I'm just not convinced that the "proprietary fork" thing happens that often in languages to justify a license that scares people who only have a superficial understanding of it. For example, Tcl has had plenty of problems, but companies doing that was not really one of them, despite its popularity, and despite being included in a wide range of proprietary products.
The sad thing is that it is a bad business decision to not submit changes back to an open source project. If your company makes a change, the best outcome for the original project to adopt the code and assume the cost of maintaining the code. The worst (most costly) is your your company maintaining a fork. Never mind the loss of recruiting opportunities.
Agree completely: which is why I wouldn't worry about 'proprietary forks'. For almost any reasonably popular language, the community version's progress will quickly outstrip almost any company's version. If the company's smart, they'll try and stay as close as possible to the original, submitting patches and so on.
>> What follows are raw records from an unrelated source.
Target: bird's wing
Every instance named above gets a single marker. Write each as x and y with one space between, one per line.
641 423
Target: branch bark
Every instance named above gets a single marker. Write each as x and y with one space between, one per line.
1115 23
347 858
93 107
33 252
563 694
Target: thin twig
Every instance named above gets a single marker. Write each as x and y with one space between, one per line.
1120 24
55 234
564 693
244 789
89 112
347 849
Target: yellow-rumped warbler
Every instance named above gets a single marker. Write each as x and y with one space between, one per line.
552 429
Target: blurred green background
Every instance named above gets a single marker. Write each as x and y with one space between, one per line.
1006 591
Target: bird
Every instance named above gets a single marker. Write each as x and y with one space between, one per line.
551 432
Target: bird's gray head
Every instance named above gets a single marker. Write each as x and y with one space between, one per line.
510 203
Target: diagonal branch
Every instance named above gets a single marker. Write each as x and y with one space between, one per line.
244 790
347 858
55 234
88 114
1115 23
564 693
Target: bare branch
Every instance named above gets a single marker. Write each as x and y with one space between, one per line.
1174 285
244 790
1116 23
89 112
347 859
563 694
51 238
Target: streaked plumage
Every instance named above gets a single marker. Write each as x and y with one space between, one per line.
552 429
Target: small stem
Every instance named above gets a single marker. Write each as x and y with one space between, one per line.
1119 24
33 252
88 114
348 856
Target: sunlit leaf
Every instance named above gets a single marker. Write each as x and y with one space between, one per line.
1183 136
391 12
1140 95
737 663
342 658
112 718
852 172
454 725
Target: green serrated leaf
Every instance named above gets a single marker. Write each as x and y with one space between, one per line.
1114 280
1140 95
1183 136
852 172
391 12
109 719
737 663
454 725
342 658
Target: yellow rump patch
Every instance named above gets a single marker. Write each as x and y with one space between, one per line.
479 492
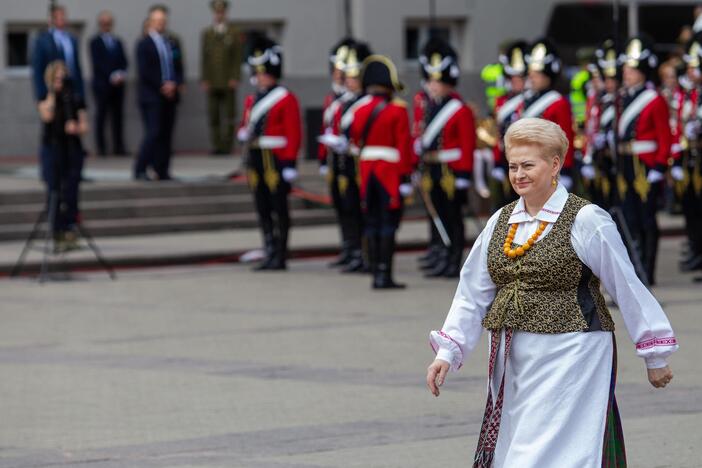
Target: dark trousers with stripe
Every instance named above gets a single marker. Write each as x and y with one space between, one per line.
270 193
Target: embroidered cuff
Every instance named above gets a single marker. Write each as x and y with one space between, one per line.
655 362
445 355
447 349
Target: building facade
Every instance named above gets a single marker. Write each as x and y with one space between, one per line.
305 28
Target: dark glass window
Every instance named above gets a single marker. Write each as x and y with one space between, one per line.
412 42
664 22
576 26
17 49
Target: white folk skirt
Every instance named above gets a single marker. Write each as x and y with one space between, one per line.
559 403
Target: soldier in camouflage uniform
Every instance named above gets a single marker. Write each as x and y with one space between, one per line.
220 73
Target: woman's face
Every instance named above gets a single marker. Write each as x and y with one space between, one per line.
529 172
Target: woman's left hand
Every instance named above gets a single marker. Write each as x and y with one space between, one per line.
659 378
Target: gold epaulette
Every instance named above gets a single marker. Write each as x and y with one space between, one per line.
399 102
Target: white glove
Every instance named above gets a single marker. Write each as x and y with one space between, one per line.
567 181
692 129
677 173
654 176
600 141
243 134
340 145
498 174
462 184
588 172
418 147
289 174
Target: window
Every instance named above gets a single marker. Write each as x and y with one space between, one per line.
19 38
583 25
664 23
417 34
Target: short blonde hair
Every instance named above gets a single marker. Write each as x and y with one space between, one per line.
52 69
532 131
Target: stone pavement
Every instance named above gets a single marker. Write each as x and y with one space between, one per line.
220 367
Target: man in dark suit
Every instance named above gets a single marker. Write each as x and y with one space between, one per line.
56 44
109 73
160 70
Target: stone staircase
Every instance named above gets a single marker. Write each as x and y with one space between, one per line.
133 208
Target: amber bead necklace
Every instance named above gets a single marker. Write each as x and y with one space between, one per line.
520 251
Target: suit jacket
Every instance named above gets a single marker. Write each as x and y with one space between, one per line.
45 51
150 76
105 62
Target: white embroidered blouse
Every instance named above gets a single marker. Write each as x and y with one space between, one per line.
598 244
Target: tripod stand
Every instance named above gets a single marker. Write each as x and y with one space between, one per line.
49 216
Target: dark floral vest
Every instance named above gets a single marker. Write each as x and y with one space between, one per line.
548 290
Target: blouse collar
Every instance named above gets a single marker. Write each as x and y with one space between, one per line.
549 213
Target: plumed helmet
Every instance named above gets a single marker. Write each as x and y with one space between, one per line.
265 56
693 52
439 61
379 70
606 62
339 53
639 54
543 57
358 52
513 59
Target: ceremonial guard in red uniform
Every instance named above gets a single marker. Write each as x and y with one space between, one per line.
327 158
271 131
340 166
644 148
542 100
446 148
687 171
378 130
508 108
599 170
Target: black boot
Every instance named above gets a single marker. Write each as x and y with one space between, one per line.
382 279
442 263
356 265
280 258
269 246
432 258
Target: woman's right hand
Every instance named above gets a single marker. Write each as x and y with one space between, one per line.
71 127
436 374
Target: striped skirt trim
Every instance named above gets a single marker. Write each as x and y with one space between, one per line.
613 450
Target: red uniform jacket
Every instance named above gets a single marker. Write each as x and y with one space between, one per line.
455 141
644 122
557 111
386 152
675 99
280 128
328 113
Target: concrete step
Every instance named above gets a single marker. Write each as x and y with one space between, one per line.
129 208
135 191
171 224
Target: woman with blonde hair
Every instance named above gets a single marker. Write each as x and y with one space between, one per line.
532 279
65 121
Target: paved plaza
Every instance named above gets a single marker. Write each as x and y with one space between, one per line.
215 366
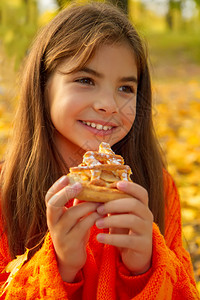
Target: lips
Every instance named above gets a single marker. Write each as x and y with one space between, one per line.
99 127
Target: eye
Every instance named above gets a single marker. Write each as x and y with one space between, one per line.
85 81
126 89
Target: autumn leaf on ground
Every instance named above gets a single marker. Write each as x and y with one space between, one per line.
13 267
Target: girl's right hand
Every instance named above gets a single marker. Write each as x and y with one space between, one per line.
69 227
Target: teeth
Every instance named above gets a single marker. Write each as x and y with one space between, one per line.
97 126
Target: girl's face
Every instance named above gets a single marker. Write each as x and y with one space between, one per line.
94 104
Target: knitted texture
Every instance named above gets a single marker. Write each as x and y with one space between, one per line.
104 277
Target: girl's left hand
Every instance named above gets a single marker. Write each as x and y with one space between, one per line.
130 224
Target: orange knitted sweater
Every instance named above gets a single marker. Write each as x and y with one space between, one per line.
104 277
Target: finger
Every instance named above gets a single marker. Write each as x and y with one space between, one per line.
80 230
120 240
75 215
126 205
56 187
135 190
136 224
63 196
56 204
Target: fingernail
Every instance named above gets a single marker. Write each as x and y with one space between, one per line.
122 184
62 179
101 209
100 223
101 237
76 186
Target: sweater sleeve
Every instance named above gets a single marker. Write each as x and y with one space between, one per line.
41 279
171 274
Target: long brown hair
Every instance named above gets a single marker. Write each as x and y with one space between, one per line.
33 163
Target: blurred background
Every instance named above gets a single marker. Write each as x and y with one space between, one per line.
171 29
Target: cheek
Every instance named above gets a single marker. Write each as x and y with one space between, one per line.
128 111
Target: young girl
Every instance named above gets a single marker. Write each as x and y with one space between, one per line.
86 80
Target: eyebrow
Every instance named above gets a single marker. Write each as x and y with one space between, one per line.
99 75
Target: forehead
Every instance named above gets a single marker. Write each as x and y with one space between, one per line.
108 51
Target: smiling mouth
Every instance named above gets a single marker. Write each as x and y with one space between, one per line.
98 126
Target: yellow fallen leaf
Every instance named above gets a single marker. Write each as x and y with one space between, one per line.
13 267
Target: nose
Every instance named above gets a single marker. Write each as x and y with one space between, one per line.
106 104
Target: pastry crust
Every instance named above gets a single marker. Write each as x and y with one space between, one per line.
95 193
99 173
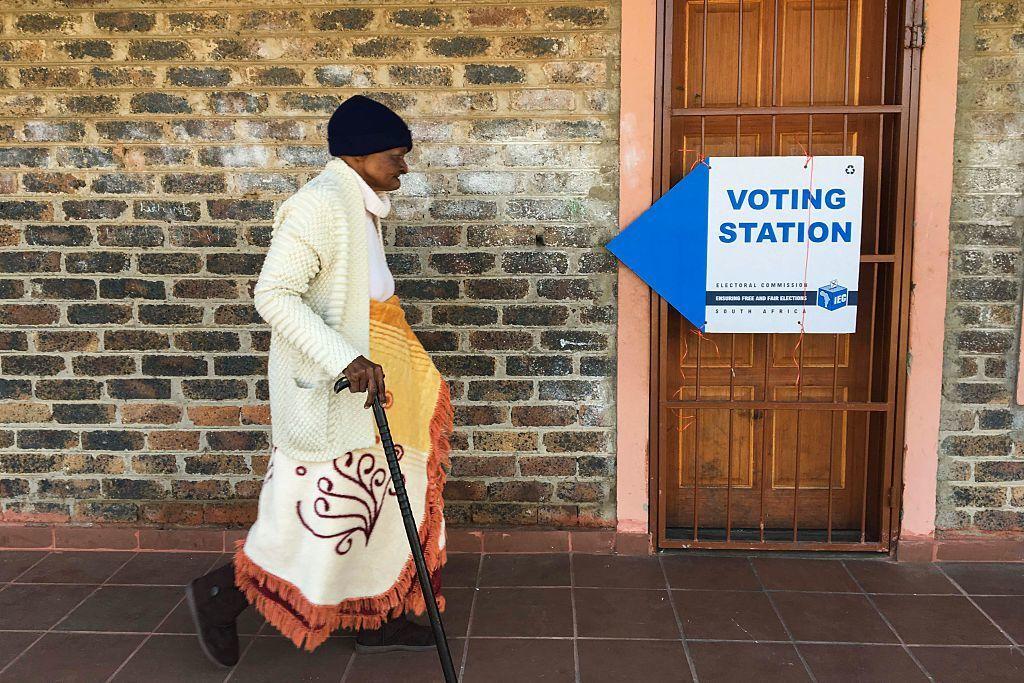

Yeah, that's a good point--- Lua is another example of an MIT/BSD-style licensed embeddable language that in practice doesn't seem to have produced proprietary forks.
I've heard about several in-house forks of Lua, but usually, they happened because companies settled on a specific version (e.g Lua 4.0) and imported it into their project. Lua's small enough that maintaining a private fork of the whole language is reasonable, though.
The only public fork of the whole language I've heard of is Metalua, though.